Bees, Crops and YouBy Ruben Alarcon, Assistant Professor of Biology
Most people are unaware of just how important bees are in their everyday lives. That apple you had for lunch is the product of bee-labor. What about steak? Yes that too; bees pollinate the alfalfa that is fed to cattle. Almost 90% of all flowering plants rely on animal pollinators for successful reproduction, and it is estimated that 75% of global crops benefit from insect pollination. Pollination is the movement of pollen from the anthers (male reproductive organs) to the stigma (female reproductive organs) of another flower for the purpose of fertilizing and producing seeds. Over 130 fruit and vegetable crops in the United States either require bee pollination, or greatly benefit from the action of bees and other insects.
Most crops in North America are commercially pollinated by the non-native European honey bee, Apis mellifera. Growers often contract with beekeepers to transport and maintain honey bee colonies in their orchards or fields to pollinate the crops. Every year 1.5 million honey bee colonies are trucked across the country to pollinate the 750 thousand acres of almonds in California’s Central Valley. This is the largest pollinator migration event in North America, if not the world!

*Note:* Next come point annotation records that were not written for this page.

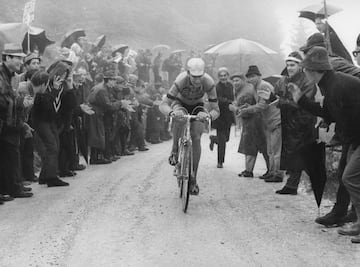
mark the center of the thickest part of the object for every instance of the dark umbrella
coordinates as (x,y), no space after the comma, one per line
(316,167)
(37,41)
(119,48)
(18,33)
(324,11)
(71,37)
(99,42)
(318,10)
(273,79)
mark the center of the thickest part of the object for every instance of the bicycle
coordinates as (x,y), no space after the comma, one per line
(184,169)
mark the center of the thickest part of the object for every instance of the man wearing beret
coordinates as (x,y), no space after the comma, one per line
(341,105)
(11,123)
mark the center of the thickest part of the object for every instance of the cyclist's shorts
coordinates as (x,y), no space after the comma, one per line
(191,109)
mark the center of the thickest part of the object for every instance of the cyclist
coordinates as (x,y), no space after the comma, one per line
(188,93)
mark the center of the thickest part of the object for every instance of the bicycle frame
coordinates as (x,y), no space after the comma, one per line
(185,168)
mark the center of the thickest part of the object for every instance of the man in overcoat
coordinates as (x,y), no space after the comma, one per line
(341,105)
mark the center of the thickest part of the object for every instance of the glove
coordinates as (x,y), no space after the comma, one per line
(202,116)
(177,113)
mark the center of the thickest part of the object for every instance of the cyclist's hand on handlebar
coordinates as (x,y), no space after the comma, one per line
(177,113)
(202,116)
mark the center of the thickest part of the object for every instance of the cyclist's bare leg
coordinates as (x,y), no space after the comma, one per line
(177,129)
(197,128)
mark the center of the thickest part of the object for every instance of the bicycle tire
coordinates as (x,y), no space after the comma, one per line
(185,181)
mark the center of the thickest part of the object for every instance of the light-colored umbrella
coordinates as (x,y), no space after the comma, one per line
(240,47)
(310,12)
(161,47)
(178,51)
(71,37)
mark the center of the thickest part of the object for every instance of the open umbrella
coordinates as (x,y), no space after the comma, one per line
(18,33)
(178,51)
(119,48)
(71,37)
(161,47)
(318,10)
(239,54)
(99,42)
(239,47)
(273,79)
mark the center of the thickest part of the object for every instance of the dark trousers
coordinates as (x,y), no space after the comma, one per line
(123,134)
(342,195)
(48,134)
(10,179)
(137,134)
(67,151)
(222,137)
(27,158)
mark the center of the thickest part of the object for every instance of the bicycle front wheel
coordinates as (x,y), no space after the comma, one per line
(185,181)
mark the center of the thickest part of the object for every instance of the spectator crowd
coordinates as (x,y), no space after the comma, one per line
(102,103)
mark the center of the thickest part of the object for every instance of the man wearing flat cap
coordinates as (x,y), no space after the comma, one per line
(100,100)
(11,123)
(341,105)
(225,95)
(338,63)
(339,213)
(298,127)
(271,119)
(252,140)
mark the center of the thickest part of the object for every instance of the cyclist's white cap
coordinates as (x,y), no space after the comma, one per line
(196,66)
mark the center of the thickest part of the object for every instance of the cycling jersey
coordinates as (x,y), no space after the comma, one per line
(185,92)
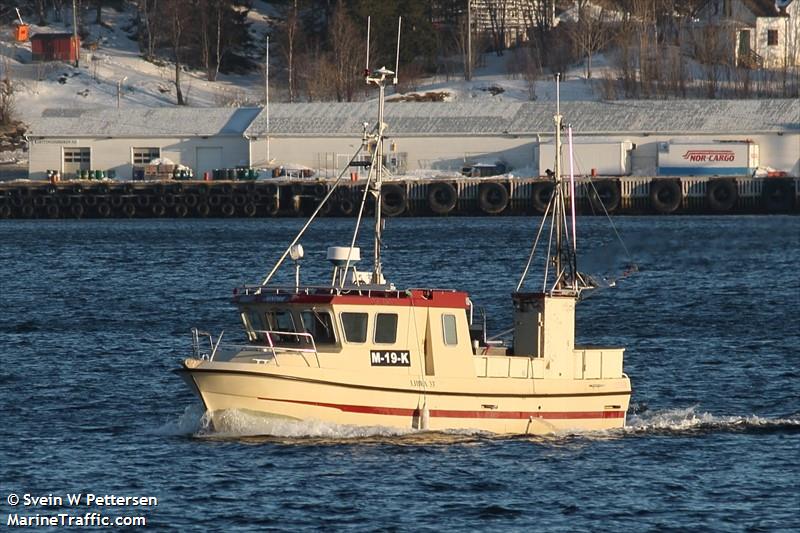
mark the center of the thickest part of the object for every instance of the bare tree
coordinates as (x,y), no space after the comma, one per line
(342,37)
(7,107)
(148,17)
(291,31)
(177,12)
(591,33)
(497,11)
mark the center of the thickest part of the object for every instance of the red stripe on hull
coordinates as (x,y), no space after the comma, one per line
(447,413)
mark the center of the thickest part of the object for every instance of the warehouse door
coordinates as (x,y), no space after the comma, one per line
(208,158)
(75,160)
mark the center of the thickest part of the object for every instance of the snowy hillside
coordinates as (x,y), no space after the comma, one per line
(116,62)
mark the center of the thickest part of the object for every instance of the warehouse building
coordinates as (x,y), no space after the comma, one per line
(117,140)
(448,137)
(611,138)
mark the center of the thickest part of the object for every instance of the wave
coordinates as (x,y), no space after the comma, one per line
(690,421)
(194,422)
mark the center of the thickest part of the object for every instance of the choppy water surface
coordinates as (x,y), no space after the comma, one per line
(95,314)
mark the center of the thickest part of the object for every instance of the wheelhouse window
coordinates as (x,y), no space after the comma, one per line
(449,329)
(385,328)
(143,156)
(319,325)
(354,326)
(772,37)
(282,321)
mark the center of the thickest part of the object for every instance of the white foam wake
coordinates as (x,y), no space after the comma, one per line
(690,420)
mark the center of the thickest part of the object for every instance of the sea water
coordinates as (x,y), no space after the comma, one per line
(94,315)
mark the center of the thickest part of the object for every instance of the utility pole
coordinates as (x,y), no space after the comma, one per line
(469,40)
(75,33)
(266,95)
(119,90)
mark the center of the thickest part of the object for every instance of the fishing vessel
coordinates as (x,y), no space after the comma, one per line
(358,350)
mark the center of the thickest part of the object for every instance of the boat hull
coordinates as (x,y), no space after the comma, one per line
(278,395)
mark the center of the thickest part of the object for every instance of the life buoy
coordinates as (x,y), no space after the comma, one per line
(492,198)
(541,195)
(320,190)
(442,198)
(346,206)
(604,195)
(778,194)
(394,200)
(272,205)
(76,210)
(665,195)
(722,194)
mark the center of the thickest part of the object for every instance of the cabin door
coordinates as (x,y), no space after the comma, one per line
(208,159)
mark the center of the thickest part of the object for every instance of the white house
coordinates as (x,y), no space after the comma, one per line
(203,139)
(757,33)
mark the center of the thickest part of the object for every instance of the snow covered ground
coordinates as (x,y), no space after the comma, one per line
(117,62)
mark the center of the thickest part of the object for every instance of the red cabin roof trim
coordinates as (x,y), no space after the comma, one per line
(413,298)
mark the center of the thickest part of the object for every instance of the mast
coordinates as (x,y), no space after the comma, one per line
(379,79)
(557,216)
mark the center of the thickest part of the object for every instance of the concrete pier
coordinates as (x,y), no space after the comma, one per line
(442,196)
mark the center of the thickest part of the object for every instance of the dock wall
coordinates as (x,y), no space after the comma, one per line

However, declines in honey bee populations over the last several years due to Colony Collapse Disorder, parasitic mites, exposure to pesticides, and poor nutrition, have resulted in difficulties in securing pollination services. As more acreage is devoted to insect-pollinated crops, the costs associated with securing honey bee colonies will rise, not to mention the risk in relying on a single species to pollinate most of our crops. This has highlighted the need to characterize the role that native bees, such as bumblebees (Bombus sp.), leaf cutter bees (Megachile sp.) and mason bees (Osmia sp.), can play in agriculture.

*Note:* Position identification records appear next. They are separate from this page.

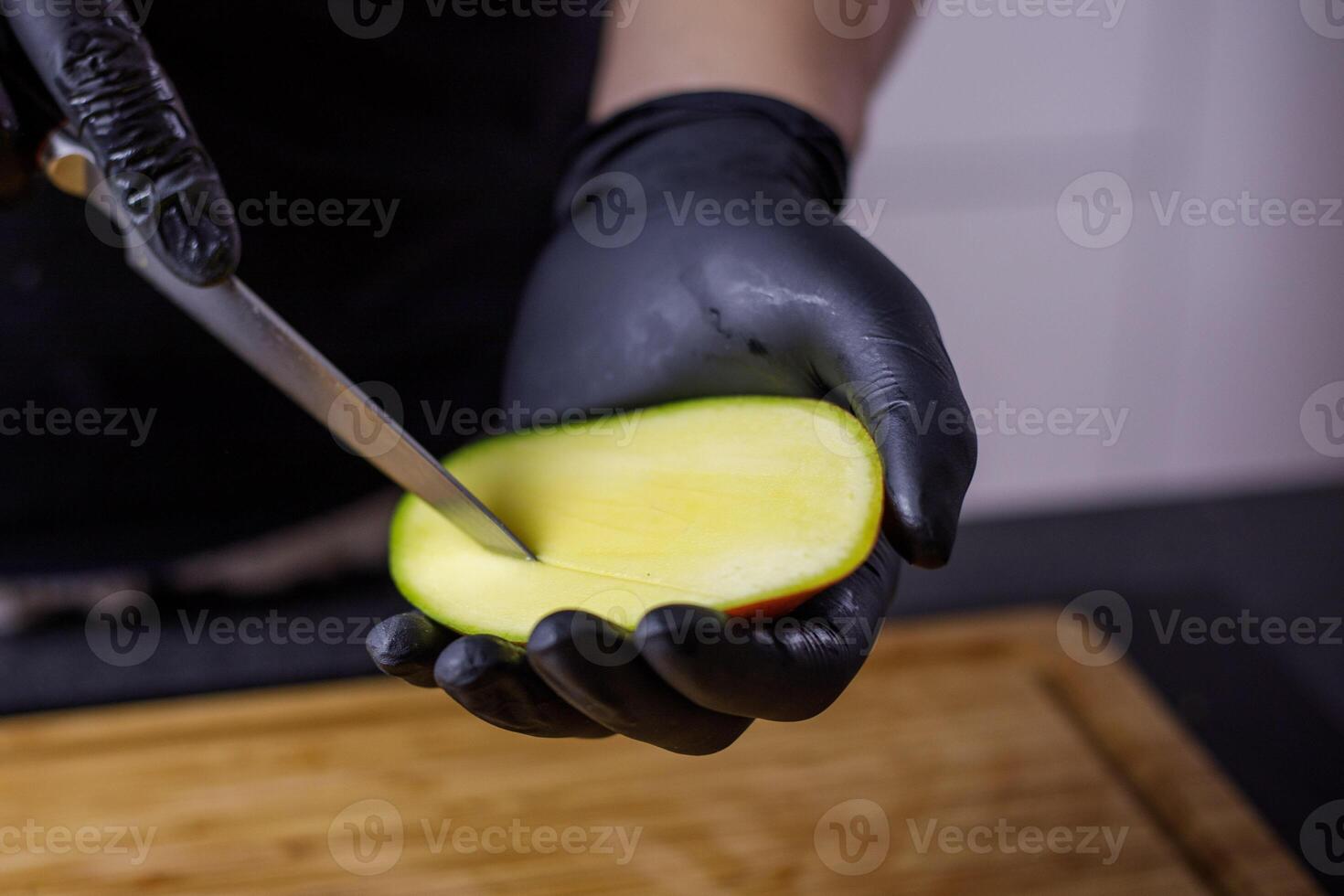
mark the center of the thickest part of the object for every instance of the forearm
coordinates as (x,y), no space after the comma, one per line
(772,48)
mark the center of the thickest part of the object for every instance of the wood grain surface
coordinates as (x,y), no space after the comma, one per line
(969,756)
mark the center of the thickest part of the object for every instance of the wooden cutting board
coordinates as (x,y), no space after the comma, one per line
(971,756)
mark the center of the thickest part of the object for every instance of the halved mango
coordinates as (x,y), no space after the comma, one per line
(740,504)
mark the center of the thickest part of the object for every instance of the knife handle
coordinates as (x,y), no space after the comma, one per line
(69,164)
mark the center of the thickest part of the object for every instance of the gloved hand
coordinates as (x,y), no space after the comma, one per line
(99,74)
(644,295)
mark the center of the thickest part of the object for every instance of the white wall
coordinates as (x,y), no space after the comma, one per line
(1210,337)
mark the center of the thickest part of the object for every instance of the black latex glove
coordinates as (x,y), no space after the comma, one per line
(617,316)
(97,73)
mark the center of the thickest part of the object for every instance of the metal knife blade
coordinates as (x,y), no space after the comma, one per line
(253,331)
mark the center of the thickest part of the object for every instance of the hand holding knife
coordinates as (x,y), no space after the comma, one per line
(243,323)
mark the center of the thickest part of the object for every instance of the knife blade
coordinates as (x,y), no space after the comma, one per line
(261,337)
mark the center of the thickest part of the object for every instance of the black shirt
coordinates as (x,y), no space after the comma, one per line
(445,136)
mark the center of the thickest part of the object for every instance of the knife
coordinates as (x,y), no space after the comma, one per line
(248,326)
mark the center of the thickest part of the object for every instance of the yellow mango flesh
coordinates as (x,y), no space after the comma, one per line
(734,504)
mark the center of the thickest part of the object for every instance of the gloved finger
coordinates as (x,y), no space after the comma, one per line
(408,646)
(492,680)
(785,669)
(103,78)
(900,382)
(594,667)
(14,171)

As a pollination ecologist I study the interactions between insects and the flowers they visit. Over the last few years I have studied ways to maintain healthy honey bee populations, including the potential benefits of providing them supplemental forage, i.e., growing flowers specifically to feed honey bees. With the help of CI undergraduates, local growers and collaborators at the UC Cooperative Extension, I will embark on studies to determine how native bees can be used alongside honey bees to pollinate crops in Ventura County, including avocados and berries. Avocado orchards, for example, often require up to 6 honey bee colonies per acre to achieve successful pollination because avocados have a unique flowering system requires that pollen come from a different cultivar. Anecdotal evidence indicates that avocado orchards near natural vegetation require fewer honeybee colonies to achieve adequate pollination. This suggests that native bees might be providing "free" pollination services to growers. By making orchards more attractive to native bees, growers may be able to increase the pollination services that their crops receive, and potentially increase yields.